Full-year 2014 revenue was $3.4 billion, up 17 percent compared with 2013 revenue of $2.91 billion. Analysts had expected Cerner to report that $3.4 billion amount.
Naughton said growth came in Cerner’s software sales, systems sales, subscription revenue and consulting services. All were up over the year, domestically and globally.
The company reported fourth-quarter 2014 net earnings of $147.9 million and diluted earnings per share of 42 cents. That compared with fourth-quarter 2013 net earnings of $60.1 million and diluted earnings per share of 17 cents.
For the full year, 2014 net earnings were $525.4 million and diluted earnings per share were $1.50, compared with full-year 2013 net earnings of $398.4 million and diluted earnings per share of $1.13.
Additional information about the company’s calculations for adjusted net earnings, reflecting changes related to Cerner’s acquisition of Siemens Health, can be found in the investors section at Cerner.com.
Other highlights in the report:
▪ Fourth-quarter cash collections were $910.8 million and operating cash flow was $223.4 million. For the full year, cash collections were $3.48 billion and operating cash flow was $847 million.
▪ Fourth-quarter free cash flow was $100.2 million. For the full year, free cash flow was $392.6 million, compared with $168.3 million in 2013.
“Cerner’s solid fourth-quarter results contributed to a very strong year,” Neal Patterson, Cerner’s chairman, CEO and co-founder, said in a news release. “We are well positioned for good growth in 2015 and beyond as we see significant opportunities to grow by delivering solutions that support health care’s shift” from a fee-for-service model to one with incentives for “improving the health of populations and providing better outcomes at lower costs.”
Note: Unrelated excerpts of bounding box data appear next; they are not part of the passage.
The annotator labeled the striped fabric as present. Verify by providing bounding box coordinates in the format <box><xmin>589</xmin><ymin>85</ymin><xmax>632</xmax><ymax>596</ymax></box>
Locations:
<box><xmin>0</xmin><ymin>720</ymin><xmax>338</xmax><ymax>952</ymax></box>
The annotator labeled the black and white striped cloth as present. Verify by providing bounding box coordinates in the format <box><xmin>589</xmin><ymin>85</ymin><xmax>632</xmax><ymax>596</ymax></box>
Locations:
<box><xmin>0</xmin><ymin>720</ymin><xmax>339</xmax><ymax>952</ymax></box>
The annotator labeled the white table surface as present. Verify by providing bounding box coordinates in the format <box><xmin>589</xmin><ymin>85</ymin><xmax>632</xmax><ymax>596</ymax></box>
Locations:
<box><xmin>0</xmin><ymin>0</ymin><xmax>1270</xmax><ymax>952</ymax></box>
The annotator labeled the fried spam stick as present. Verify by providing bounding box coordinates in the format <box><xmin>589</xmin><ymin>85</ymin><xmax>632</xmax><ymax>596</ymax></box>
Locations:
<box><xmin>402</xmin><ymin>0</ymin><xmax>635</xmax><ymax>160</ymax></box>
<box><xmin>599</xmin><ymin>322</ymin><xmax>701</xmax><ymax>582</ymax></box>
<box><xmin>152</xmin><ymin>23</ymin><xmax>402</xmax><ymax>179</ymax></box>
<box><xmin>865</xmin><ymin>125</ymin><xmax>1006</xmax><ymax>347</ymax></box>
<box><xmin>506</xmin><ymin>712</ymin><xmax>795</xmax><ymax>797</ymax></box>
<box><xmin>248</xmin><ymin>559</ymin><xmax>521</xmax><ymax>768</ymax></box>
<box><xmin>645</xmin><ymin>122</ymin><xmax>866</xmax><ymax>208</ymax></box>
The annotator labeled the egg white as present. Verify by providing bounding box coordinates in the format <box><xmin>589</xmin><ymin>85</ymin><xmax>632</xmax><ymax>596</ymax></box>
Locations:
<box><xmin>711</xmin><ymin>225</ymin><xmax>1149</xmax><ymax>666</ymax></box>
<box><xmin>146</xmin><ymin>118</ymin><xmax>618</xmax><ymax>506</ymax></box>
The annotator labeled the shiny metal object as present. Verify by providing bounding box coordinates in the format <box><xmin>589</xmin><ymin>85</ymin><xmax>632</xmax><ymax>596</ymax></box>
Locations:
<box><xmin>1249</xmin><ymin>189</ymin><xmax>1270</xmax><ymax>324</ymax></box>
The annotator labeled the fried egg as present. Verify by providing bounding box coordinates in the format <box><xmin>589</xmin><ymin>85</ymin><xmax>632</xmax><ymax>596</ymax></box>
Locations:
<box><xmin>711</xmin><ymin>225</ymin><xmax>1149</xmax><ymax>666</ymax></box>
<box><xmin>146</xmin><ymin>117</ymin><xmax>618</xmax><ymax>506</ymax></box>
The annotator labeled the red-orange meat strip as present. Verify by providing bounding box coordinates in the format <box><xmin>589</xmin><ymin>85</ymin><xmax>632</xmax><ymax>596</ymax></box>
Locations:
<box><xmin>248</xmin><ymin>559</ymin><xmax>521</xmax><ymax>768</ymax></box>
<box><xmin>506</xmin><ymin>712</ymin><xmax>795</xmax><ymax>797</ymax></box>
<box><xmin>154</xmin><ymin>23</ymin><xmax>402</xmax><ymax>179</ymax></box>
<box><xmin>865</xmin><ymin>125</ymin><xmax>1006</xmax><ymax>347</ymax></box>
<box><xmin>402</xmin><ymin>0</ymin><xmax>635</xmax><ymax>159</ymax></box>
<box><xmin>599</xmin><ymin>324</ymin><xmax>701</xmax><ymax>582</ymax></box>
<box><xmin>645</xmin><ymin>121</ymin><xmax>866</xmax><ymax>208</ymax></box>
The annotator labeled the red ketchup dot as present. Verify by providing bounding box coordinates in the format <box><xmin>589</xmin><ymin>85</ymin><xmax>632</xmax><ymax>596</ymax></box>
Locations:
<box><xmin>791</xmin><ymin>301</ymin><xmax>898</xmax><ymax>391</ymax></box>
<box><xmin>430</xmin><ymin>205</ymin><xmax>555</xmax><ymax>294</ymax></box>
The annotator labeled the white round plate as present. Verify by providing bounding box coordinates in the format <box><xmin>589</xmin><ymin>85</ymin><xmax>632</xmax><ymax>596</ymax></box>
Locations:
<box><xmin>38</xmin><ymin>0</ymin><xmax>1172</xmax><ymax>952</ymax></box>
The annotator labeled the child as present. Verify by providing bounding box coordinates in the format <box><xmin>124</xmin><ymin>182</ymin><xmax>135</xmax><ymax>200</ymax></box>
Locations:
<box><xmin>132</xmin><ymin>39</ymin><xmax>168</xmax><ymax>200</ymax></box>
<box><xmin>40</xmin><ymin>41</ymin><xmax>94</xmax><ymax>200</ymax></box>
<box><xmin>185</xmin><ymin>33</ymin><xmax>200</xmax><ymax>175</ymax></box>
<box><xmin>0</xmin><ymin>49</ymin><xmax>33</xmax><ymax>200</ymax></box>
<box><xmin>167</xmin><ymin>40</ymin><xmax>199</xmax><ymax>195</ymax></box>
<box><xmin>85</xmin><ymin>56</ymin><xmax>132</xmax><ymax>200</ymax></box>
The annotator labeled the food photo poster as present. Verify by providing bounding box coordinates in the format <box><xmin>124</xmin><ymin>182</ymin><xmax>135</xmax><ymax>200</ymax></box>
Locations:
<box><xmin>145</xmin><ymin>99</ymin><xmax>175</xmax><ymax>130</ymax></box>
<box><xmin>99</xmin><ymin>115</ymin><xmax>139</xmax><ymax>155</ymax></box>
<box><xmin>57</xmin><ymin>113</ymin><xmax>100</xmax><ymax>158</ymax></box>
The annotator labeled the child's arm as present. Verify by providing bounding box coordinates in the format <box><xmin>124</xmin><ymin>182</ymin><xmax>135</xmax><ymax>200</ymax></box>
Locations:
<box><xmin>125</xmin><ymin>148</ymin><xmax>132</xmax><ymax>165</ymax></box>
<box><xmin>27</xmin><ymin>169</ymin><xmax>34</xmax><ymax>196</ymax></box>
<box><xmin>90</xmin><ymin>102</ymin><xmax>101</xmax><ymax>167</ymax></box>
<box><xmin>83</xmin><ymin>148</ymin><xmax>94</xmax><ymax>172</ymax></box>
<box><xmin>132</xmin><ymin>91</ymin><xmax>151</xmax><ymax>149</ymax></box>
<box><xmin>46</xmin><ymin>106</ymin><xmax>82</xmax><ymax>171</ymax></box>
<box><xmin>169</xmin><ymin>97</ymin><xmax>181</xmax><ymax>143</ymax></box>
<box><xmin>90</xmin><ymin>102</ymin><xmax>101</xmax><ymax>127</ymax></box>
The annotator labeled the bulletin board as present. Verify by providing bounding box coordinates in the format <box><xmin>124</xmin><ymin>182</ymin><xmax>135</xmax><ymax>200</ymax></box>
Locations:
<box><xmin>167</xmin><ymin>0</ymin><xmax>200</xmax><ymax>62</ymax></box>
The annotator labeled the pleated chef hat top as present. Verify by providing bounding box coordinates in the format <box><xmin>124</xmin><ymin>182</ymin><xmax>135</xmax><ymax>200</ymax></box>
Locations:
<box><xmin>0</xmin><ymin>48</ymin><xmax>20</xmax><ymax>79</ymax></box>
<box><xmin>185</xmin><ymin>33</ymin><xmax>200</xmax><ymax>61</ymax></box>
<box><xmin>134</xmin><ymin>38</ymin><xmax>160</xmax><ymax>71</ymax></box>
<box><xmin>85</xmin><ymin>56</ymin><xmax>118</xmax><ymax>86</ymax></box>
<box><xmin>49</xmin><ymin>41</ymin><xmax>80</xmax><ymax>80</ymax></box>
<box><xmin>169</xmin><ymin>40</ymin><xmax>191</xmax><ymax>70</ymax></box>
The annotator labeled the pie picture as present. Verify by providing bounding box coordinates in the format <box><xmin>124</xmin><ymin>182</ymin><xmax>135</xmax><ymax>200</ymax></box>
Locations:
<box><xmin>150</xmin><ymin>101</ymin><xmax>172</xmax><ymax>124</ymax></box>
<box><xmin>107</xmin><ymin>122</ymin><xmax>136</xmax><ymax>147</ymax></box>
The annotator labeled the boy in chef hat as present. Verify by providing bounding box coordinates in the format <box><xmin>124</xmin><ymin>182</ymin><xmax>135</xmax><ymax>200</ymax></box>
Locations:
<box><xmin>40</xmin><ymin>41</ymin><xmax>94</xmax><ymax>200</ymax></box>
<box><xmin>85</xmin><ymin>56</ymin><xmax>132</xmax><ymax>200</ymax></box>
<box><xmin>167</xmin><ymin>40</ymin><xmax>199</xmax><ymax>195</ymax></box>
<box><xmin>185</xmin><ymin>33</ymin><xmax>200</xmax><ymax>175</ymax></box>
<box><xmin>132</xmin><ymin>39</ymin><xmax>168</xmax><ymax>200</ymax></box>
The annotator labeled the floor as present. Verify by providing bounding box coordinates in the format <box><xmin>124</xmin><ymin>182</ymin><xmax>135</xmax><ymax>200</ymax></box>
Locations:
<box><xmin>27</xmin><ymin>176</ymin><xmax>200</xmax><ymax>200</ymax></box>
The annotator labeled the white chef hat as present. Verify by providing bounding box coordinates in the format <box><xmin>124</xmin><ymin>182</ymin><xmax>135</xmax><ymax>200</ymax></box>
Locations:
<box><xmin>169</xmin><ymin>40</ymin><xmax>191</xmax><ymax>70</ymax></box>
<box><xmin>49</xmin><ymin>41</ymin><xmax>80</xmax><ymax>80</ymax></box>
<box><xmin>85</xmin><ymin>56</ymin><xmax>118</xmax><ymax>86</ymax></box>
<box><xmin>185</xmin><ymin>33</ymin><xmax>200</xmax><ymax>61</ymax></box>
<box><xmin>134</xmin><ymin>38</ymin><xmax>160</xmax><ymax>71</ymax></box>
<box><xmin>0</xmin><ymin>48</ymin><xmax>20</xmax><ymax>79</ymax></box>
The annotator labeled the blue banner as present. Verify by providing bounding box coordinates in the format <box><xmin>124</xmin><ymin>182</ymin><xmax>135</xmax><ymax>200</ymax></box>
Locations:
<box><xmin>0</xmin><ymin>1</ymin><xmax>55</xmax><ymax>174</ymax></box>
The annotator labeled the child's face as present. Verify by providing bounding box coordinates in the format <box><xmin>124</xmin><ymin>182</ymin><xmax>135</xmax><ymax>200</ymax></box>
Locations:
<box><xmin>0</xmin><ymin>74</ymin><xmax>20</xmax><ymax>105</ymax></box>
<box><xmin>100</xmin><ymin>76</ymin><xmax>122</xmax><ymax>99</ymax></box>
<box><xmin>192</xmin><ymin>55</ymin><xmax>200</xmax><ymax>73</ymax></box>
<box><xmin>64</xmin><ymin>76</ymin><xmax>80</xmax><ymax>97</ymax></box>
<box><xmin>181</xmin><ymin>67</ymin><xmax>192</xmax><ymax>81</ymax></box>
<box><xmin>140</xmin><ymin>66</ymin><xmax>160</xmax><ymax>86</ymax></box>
Cerner’s $1.3 billion cash acquisition of Siemens Health Services was announced last August, approved by regulators in the fall and sealed with a wire transfer last week.
Even without the Siemens acquisition, Cerner was pedaling a healthy growth cycle. It reported hiring 1,645 associates last year, passing a 10,000 milestone in the Kansas City area alone. That’s about 3,000 more than work for Sprint in the metro area.
With Siemens Health, Cerner gained about 5,000 workers, boosting worldwide employment to more than 21,000. Most of the former Siemens Health employees are based in Malvern, Pa., with no current relocation plans announced.
Cerner says it has clients in 18,000 hospitals, physicians’ offices, ambulatory care centers and pharmacies in more than 30 countries. It claims the top spot in its health technology industry over its biggest competitor, privately owned Epic Systems, which does not release financial information as publicly traded Cerner does.
Both companies sell software and consulting services to health care providers. Combined, the company will pour more than $650 million into annual research and development investment, officers pledged.
“Software is never finished,” Burke said in an interview last week.
Cerner has just begun the earthmoving stage to develop its fourth major office campus in the Kansas City area. It broke ground this winter on a planned $4.45 billion development in south Kansas City on the former Bannister Mall site. Within the decade, the site is intended to house 16,000 new Cerner workers.
Cerner officers said work on the south Kansas City campus and upgrading some former Siemens assets will affect capital expenditures for the next two years. But, Naughton said, Cerner still expects to have more free cash flow in 2015 and 2016.
Cerner shares closed Tuesday at $67.41, up 54 cents.